The general concept was that the network should seem like an extension of the user's interface. The user should not have to know where a facility was to use it. Also, because some applications might migrate from host to host, their names should not change just because they moved. Thus, applications must have names that are location independent or as commonly called today, portable. The binding of application names to processes would change infrequently. These applications would map to location-dependent addresses, a mapping that might change from time to time. Network addresses would map to routes that could change fairly frequently with changing conditions of the network. That was the general understanding.

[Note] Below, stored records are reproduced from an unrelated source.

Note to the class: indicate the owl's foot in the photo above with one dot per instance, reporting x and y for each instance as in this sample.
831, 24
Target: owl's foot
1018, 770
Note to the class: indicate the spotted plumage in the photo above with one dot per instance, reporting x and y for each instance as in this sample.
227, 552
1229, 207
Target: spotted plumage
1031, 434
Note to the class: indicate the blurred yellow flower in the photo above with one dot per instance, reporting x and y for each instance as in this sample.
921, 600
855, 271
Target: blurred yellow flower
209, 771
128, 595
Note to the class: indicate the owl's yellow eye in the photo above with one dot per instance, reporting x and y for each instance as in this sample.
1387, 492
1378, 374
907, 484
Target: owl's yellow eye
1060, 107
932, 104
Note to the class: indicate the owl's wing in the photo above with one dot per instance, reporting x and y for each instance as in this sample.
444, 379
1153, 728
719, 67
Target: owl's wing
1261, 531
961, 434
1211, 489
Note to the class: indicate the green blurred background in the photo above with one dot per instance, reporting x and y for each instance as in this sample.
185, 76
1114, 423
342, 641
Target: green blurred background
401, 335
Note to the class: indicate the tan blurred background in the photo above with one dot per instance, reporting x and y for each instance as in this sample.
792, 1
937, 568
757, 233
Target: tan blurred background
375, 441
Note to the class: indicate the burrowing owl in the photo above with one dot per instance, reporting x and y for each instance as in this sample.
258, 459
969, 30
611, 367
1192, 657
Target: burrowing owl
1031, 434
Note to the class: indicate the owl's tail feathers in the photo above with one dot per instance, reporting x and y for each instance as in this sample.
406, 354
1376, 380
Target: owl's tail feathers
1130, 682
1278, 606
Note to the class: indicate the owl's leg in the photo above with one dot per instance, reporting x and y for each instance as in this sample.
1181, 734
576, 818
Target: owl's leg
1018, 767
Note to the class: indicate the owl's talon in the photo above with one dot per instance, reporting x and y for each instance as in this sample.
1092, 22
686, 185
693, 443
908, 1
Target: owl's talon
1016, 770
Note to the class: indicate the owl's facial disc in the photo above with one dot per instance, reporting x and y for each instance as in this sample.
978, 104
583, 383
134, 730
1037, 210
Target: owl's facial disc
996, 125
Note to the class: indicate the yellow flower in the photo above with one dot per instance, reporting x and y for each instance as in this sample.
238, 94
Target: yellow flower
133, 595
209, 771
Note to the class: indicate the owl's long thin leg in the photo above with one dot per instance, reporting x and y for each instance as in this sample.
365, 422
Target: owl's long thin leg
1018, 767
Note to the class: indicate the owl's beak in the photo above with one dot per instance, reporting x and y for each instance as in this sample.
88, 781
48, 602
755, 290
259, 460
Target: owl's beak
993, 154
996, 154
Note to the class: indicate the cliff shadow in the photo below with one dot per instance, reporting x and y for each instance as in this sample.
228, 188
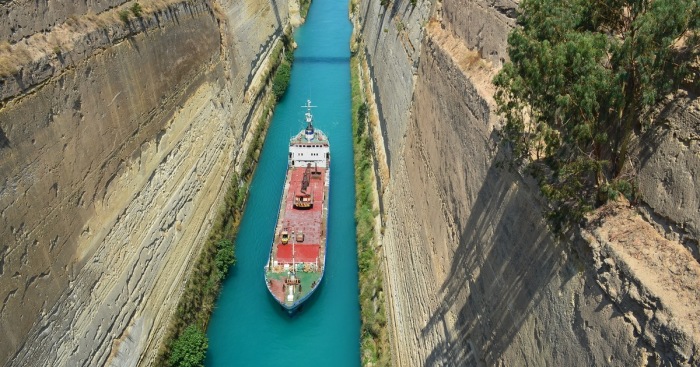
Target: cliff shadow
504, 260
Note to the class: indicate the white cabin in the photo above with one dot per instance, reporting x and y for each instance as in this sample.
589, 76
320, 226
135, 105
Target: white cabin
309, 146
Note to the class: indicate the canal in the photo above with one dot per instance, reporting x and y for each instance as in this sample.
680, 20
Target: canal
248, 328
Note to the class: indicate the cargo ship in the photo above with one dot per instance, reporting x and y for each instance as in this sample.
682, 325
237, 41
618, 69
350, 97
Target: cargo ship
296, 263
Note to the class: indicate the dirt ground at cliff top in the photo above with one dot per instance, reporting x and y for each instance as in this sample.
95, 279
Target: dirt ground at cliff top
666, 267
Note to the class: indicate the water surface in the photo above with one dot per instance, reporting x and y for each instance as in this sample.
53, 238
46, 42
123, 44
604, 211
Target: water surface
248, 328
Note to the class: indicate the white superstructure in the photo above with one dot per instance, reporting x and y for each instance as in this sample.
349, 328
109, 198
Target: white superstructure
310, 146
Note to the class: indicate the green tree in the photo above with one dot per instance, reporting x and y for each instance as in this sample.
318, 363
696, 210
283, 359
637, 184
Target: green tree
137, 10
189, 349
224, 258
582, 76
281, 80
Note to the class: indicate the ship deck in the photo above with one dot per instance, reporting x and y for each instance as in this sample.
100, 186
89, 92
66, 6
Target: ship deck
305, 257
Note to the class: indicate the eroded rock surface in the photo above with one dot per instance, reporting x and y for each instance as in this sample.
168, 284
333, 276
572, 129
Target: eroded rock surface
112, 166
473, 277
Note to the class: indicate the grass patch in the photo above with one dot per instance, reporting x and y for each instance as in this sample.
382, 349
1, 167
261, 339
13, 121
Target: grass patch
374, 337
304, 6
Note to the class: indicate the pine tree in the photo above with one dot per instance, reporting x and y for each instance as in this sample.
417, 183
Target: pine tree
582, 76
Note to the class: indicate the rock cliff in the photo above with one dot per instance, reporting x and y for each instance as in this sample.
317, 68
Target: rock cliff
117, 140
473, 277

Using switch port numbers for addresses was not uncommon. After all, this is basically what the telephone system did (as did nearly all communication equipment at that time). However, although this might have been acceptable for a telephone system, it causes problems in a computer network. It didn't take long to realize that perhaps more investigation might be necessary. Very quickly, the ARPANET became a utility to be relied on as much or more than an object of research. This not only impairs the kind of research that can be done, it also prevents changes from being made. (On the other hand, there is a distinct advantage to having a network with real users as an object of study.) But it also led to requirements that hadn't really been considered so early in the development. When Tinker Air Force Base in Oklahoma joined the Net, they very reasonably wanted two connections to different IMPs for reliability. (A major claim [although not why it was built] for the ARPANET in those days of the Cold War was reliability and survivability.) But it doesn't work quite so easily. For the ARPANET, two lines running to the same host from two different IMPs, have two different addresses and appear as two different hosts. (See Figure 5-1.) The routing algorithm in the network has no way of knowing they go to the same place. Clearly, the addressing model needed to be reconsidered. (Because not many hosts had this requirement, it was never fixed, and various workarounds were found for specific situations.) Mostly, the old guard argued that it didn't really happen often enough to be worth solving. But we were operating system guys; we had seen this problem before. We needed a logical address space over the physical address space! The answer was obvious; although it would be another ten years before anyone wrote it down and published it. But military bases were rare on the Net, so it was not seen as a high-priority problem. Also, we all knew that this was a hard subtle problem, and we needed to understand it better before we tried to solve it. Getting it wrong could be very bad.
Figure 5-1 Because ARPANET host addresses were the port numbers of the IMPs (routers), a host with redundant network connections appears to the network as two separate hosts. Routing can't tell the two lines go to the same place.